Leaders have relentlessly high standards – many people may think these standards are unreasonably high. Amazon Leadership Principles
Jeff Bezos, in his Letter to Shareowners 18-4-18, highlights how leaders can, and why they should, aim for very high standards.
1) Make them teachable
High standards are teachable; the standards you expose people to are the standards they adopt; (Reminds me of Lt General Morrison AO used it in 2013: the standard you walk past is the standard you accept.)
2) Keep them domain specific
You can believe yourself to be a ‘high standards person’ but you will still have blindspots – you need to be keep learning and keep developing your standards across various domains. Each domain is different.

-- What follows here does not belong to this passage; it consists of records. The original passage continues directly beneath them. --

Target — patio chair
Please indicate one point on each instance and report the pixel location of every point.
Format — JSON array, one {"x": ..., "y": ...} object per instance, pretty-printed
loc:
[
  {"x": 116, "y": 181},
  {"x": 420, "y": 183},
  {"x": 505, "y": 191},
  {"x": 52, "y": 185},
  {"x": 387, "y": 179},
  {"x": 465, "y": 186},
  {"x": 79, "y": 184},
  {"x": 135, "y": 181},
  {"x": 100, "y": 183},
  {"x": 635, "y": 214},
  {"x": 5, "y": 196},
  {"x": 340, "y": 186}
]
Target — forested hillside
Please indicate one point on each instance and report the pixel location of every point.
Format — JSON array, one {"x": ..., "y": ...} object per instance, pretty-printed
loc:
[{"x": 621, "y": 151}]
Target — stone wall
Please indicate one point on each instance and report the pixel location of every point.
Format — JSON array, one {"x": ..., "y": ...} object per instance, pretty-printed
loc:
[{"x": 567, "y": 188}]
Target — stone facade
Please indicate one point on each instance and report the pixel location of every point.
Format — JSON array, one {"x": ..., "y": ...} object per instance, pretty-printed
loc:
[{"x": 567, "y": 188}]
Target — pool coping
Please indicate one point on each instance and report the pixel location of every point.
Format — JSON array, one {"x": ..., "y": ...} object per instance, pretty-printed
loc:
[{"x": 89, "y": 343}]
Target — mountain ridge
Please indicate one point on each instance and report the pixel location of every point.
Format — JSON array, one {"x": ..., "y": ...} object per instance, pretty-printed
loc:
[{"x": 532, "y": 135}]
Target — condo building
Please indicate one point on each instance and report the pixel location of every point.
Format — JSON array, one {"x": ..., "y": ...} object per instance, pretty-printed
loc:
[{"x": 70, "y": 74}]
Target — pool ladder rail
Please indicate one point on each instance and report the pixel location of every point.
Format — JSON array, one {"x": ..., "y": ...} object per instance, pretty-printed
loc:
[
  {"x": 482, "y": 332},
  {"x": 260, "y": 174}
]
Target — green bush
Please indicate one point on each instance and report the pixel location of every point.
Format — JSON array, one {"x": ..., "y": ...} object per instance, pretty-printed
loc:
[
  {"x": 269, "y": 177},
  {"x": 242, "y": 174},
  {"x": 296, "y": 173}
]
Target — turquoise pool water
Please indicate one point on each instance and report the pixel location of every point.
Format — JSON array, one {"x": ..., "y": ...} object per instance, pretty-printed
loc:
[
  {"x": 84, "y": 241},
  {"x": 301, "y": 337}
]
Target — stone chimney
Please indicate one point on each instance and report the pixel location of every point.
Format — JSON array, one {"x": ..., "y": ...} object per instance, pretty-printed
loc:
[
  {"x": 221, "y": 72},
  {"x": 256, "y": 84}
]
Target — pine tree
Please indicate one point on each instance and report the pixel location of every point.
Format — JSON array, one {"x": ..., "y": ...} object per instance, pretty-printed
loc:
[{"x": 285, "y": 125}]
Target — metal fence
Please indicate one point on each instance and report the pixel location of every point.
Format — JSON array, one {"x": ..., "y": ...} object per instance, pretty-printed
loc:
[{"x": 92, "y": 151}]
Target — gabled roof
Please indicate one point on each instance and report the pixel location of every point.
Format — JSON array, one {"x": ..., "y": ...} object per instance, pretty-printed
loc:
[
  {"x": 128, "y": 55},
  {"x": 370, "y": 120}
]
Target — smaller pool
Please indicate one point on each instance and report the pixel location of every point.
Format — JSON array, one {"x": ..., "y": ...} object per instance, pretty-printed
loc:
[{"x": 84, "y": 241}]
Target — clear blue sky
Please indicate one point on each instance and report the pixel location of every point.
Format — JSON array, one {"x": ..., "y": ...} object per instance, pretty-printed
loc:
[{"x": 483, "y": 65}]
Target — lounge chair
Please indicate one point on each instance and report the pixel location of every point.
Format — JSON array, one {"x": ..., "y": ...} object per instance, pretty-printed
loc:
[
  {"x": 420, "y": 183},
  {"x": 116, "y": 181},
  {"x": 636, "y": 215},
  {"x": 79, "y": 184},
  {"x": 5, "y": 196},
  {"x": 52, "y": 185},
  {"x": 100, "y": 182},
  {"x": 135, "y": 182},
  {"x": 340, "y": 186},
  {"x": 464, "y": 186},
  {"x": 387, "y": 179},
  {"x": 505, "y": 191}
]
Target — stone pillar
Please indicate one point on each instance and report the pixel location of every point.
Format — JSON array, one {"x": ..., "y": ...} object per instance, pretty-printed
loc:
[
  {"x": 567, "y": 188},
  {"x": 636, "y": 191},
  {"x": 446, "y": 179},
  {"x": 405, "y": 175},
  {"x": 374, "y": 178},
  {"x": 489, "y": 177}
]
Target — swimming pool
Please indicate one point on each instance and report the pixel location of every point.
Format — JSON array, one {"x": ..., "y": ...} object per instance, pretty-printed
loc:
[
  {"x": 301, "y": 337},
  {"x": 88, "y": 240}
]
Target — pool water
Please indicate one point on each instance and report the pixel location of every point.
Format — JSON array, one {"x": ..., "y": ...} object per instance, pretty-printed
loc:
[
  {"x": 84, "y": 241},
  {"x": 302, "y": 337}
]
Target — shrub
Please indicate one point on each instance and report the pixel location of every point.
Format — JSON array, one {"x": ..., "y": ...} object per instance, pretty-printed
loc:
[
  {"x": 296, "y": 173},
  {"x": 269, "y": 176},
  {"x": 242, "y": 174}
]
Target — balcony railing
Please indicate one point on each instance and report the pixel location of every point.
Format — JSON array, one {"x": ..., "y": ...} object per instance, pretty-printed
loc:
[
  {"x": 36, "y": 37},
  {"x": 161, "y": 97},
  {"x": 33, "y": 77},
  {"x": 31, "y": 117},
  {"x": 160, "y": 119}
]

3) Make sure they are recognisable
To develop and keep high standards you need to be able to recognise what it looks like. Bezos uses two examples to illustrate: the first is learning to do perfect handstands, and the other is writing a six page narrative. It’s much easier to recognise a perfect handstand than it is to crystalise what makes a six page narrative great.
4) Coach scope
Critically, we fail to understand how much effort high standards are. To do either of these two activities to a very high standard is much harder than it seems – we typically underestimate the scope of the challenge. Bezos says it’s important to ‘explicitly coach realistic scope.’
High standards take time
This is the area that is probably most challenging: realistic scope means time. If it will take six months to learn to execute a perfect handstand, you need to be coached that that’s how long it will take. Underestimating how long you think it will take to learn how to do the handstand means you are more likely to give up – you won’t achieve the high standard. Unless you’re a brilliant writer, believing you will write a great six page narrative a day before it’s due, is not likely to lead to success.
Maybe this seems a little old fashioned, but taking time to do things well is worth it. Everyone needs the skill to recognise high standards, and live to them even when no-one is watching. Doing work well becomes its own reward.